御船山楽園ホテル お食事処
必見口コミ!
【 薄っぺらなコンセプトとは本気度が違う 】 昔ラスベガスによく行ってた頃、お気に入りのアートホテルがあった。そのロビーバーがあまりに美しく、徹底的なゴシックホラーテイストであり、ベガスの一夜を彩るのにこれほどしっかりと作り込まれたインテリアは他になかった、ラスベガスブルバードにあるハリボテとはわけが違うのである。 あの、素晴らしいホテルを思い出した。僕らはこのホテルのサウナがサウナシュランというランキングにおいて、3年連続全国1位で殿堂入りした、というのを見るために泊まりにきた。前回武雄訪問時に、”想像を絶するほどいい”と聞いていたからだ。 特徴的な御船山の麓にホテルはあって、まず最初にラグジュアリーホテルではエリア随一の竹林亭が見える。もう少し上がっていくと古ぼけたエントランスが見えるが、いらっしゃいませ。と先ず、その扉が開いて驚く。一面暗闇の中に明滅する無数のランプが、完全に外界とホテルとを遮っていた。もはや、一種のトランス状態であり、世界が一瞬で反転するような感じだ。 それでもまだ、ホテル内にある5つの作品もお楽しみください、というのを全くといいほど理解していなかった。僕らはロビーの最初の作品をどちらかというと”一番いい作品であろう”と勝手に思っていたのだ。 現実はそうではない。

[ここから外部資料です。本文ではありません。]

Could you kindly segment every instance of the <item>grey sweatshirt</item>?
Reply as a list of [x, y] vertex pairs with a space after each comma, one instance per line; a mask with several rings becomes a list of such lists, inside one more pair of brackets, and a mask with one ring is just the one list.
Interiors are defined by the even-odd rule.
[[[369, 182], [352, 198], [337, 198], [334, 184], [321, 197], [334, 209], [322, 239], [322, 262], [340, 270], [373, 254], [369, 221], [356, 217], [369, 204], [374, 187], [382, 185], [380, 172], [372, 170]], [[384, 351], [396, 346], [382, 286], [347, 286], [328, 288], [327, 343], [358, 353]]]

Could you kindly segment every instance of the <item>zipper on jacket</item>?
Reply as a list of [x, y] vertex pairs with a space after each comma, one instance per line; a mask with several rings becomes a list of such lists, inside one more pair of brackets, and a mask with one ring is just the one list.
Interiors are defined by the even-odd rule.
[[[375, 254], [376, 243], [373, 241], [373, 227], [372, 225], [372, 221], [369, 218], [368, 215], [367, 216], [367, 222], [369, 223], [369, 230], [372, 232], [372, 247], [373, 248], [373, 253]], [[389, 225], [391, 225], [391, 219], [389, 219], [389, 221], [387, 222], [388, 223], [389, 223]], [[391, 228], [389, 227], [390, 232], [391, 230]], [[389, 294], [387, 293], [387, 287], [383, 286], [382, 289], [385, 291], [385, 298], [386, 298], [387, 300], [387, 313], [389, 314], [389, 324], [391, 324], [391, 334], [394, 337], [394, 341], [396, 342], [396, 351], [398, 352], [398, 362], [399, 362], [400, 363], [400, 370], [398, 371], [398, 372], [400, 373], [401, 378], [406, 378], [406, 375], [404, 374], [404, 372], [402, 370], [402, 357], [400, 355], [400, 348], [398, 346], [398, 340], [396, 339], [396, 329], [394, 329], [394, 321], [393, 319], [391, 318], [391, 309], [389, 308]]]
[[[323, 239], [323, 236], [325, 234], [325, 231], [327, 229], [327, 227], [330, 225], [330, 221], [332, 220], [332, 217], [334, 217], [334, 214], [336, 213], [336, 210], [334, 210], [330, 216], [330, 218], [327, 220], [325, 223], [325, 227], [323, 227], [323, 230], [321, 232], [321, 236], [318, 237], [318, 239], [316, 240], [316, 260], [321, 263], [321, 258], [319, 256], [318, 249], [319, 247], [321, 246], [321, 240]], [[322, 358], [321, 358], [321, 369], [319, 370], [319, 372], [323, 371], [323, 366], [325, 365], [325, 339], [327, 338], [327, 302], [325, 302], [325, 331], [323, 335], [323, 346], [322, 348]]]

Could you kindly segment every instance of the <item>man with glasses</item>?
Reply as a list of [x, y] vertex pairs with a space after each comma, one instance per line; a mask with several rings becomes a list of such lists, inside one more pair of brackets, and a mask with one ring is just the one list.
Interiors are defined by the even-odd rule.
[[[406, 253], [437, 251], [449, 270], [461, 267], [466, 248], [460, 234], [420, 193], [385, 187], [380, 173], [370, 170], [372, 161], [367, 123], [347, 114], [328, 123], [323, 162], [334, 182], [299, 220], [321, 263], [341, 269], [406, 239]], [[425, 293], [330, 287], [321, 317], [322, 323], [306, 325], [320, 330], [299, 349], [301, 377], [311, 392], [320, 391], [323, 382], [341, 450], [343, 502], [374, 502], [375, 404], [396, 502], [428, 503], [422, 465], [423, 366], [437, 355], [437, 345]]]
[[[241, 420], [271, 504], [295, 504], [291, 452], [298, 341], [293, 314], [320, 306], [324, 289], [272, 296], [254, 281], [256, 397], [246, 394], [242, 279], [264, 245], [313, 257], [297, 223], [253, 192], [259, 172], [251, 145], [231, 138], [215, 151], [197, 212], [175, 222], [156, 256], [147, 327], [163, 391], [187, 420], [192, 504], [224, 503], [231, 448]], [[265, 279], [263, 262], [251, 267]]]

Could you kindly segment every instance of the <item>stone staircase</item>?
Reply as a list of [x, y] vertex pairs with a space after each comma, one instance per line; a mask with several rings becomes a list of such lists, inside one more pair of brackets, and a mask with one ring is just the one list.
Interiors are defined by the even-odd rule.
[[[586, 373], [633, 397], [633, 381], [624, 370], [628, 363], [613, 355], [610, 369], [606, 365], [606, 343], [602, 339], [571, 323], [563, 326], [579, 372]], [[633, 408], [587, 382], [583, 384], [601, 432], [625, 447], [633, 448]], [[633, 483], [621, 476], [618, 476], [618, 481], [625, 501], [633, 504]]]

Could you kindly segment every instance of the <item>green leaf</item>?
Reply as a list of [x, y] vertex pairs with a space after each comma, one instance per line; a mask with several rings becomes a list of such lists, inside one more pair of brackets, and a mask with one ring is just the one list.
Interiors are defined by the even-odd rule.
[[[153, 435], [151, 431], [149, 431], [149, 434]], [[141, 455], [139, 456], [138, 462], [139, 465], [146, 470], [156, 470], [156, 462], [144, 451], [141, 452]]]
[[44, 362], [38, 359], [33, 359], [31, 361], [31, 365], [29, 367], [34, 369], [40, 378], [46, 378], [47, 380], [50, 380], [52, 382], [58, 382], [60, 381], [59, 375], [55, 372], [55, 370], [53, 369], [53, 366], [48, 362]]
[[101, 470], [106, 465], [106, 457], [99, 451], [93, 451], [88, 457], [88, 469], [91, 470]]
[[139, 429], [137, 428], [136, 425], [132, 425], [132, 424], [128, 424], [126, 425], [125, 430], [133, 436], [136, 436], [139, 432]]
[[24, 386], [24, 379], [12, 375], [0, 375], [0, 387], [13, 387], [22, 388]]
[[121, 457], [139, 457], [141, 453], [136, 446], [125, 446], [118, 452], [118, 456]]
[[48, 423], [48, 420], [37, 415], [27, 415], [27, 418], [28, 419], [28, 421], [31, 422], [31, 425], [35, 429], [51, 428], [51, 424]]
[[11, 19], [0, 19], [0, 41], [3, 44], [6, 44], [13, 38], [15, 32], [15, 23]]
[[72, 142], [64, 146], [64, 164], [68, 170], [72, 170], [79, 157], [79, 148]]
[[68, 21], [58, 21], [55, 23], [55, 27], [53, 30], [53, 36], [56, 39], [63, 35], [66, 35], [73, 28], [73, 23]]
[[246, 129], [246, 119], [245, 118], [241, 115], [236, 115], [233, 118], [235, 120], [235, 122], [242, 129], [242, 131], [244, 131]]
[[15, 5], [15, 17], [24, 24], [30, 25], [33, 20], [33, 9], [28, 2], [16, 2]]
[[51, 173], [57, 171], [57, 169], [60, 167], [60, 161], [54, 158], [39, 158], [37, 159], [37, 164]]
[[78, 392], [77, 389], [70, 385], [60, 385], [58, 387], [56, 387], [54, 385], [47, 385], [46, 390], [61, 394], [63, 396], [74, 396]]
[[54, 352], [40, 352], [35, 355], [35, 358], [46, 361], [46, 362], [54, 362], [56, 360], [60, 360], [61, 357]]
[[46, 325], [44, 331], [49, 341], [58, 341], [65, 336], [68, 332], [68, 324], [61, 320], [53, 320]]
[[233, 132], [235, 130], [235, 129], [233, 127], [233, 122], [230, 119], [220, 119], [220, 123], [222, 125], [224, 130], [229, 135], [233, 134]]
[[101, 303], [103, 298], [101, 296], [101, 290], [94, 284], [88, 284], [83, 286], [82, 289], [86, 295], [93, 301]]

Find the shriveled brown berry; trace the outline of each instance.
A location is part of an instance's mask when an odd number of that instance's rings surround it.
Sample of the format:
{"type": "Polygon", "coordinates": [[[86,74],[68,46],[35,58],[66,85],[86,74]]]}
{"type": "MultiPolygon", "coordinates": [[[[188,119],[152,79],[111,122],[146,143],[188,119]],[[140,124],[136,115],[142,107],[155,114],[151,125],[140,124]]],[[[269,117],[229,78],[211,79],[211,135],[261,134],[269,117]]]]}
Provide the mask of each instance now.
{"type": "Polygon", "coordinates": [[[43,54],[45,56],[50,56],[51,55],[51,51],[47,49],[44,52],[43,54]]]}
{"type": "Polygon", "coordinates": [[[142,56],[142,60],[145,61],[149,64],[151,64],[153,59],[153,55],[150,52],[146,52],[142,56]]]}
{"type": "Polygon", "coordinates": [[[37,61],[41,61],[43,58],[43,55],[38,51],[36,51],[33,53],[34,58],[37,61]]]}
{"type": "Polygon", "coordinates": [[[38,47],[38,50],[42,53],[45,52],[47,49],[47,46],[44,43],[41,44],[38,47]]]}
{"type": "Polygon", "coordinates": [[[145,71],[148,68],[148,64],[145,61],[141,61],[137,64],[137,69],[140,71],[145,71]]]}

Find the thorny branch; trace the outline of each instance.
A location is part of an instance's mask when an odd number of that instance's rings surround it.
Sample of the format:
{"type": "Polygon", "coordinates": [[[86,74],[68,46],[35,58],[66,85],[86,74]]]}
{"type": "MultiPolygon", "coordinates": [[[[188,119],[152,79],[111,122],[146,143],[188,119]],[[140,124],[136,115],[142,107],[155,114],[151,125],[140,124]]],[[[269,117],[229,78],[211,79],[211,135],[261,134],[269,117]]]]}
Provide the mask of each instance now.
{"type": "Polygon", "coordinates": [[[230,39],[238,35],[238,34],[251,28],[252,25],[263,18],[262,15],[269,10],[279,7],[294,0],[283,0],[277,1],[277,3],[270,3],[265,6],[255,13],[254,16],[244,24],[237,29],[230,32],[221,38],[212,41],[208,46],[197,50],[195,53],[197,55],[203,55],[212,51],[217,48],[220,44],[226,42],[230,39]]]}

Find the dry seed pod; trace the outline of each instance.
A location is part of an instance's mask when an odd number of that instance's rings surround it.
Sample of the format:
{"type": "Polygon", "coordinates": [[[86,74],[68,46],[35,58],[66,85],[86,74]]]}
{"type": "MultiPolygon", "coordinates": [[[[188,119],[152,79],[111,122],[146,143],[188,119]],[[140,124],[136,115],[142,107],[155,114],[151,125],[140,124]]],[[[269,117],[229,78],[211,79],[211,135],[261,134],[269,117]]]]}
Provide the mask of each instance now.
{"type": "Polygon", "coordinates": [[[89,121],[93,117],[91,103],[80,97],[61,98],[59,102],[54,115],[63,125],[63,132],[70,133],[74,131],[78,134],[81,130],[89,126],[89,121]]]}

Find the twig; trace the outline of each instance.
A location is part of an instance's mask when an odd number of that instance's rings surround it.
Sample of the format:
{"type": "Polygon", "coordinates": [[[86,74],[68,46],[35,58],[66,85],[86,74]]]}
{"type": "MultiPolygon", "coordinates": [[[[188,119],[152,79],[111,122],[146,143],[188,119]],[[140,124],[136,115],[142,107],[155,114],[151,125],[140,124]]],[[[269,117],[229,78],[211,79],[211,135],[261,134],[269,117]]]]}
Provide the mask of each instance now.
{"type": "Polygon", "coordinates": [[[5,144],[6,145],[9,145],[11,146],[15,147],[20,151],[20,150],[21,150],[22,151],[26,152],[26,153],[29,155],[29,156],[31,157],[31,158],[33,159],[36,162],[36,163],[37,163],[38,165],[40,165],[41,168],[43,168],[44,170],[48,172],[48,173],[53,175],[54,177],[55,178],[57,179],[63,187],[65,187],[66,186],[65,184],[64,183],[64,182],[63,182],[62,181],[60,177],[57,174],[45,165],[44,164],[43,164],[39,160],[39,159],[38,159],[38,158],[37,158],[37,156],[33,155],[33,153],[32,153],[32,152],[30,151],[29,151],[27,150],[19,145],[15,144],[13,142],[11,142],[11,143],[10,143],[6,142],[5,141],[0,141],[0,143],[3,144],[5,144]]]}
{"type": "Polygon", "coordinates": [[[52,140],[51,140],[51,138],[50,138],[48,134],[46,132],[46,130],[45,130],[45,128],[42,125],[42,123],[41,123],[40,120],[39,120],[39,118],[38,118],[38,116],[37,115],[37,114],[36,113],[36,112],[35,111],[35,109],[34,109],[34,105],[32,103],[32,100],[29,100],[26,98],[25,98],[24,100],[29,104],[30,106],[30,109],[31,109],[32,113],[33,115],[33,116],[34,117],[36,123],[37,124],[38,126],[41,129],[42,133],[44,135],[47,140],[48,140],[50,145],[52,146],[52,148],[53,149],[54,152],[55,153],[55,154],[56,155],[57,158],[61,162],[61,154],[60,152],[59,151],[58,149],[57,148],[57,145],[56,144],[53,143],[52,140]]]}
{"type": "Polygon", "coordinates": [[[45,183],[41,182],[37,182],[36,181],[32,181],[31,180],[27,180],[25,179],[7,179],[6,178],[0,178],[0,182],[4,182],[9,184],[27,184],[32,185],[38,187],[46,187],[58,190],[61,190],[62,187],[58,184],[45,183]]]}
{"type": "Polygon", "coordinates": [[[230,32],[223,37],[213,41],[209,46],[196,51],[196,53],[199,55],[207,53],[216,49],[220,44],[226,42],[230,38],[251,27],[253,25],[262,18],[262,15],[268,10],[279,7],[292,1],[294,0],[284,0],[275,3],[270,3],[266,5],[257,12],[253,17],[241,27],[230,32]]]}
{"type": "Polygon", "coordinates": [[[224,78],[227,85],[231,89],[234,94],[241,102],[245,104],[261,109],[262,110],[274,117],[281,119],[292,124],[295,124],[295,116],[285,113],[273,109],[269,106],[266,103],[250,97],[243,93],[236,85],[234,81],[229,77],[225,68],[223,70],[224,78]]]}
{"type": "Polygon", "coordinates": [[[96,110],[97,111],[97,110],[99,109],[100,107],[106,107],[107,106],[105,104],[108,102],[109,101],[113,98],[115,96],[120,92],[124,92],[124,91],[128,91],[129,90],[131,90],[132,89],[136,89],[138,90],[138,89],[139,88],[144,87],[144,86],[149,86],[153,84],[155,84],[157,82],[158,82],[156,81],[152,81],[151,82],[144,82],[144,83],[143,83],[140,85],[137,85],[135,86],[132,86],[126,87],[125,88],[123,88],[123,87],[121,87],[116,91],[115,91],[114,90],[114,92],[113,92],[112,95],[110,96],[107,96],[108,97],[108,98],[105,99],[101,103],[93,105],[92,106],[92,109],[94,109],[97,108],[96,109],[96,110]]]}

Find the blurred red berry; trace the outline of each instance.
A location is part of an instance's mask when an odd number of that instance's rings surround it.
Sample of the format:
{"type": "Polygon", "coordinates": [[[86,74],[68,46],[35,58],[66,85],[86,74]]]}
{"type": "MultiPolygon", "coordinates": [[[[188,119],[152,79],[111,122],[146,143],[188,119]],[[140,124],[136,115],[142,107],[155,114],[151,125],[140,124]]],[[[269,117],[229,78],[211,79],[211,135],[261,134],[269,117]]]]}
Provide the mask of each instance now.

それは全くただの導入部分であり、とにかく僕らは廃墟エリアの作品群に立ち会って、これは大変なことになっていると思った、多分チェックアウトまで相当時間が足りないことを感じた、というわけである。 部屋もきっちりと改装されており、破綻がない。夕食の料理も、地産地消で、ありきたりなメニューでもないし、ちゃんと工夫が凝らしてあって、素材感を際立たせるし抜け目がないメニューで佐賀の酒が進む、要するに鍋島など、である。 そしてこの圧倒的なサウナ、、、。サウナというかスパ施設なのだが。これはもう入った人にしかわからない凄みというか、圧倒的な美しさと快楽を完璧にデザインされた空間に落とし込んであった。 このホテルがすごいのは、よくモダンホテルにあるどこかの歪み、というか、デザインしきれていない部分というか、そういう隙が一切感じられないところだ。いや、そういうホテルはあるのだけれど大抵価格に見合わない、場合が多い。写真映えばかりで実際にはスペースの取り方が狭くて安っぽいだとか。 そういう部分を一切感じることがない。ただひたすらにラグジュアリーだが、1泊2食付きでも全く高価ではないのが凄い。こういうホテルは止まらないとその素晴らしさが全く伝わないと思うが、とにかくこの”らかんの湯”にある薪サウナの気持ちよさは圧倒的に時間の感覚を狂わせるし、チームラボの巨大な作品群は、世の中にあるアートとホテルの融合のそのほとんどを笑い飛ばしてしまうほど、現実的に圧倒する迫力を持って僕らを魅了する。 これほどのホテルには、なかなか出会えない。 これが本当のアートホテル。チェックインからチェックアウトまで、もう勝手にスケジュールがぎゅうぎゅうになってしまほど滞在が楽しいが、それでも僕らは有名な喫茶室、にまでは辿り着けなかった。 ミシュランガイド福岡佐賀2014においてホテル部門で4パビリオンなのだが、実はサウナ施設は2021年にさらに拡大してこの、凄い薪サウナが出来上がったのだ。まさに私から言わしてもらえば”わざわざ出かけてそれ自身が目的地となりうる”素晴らしいホテルである。 これほどの湯屋には、なかなか出会えまい。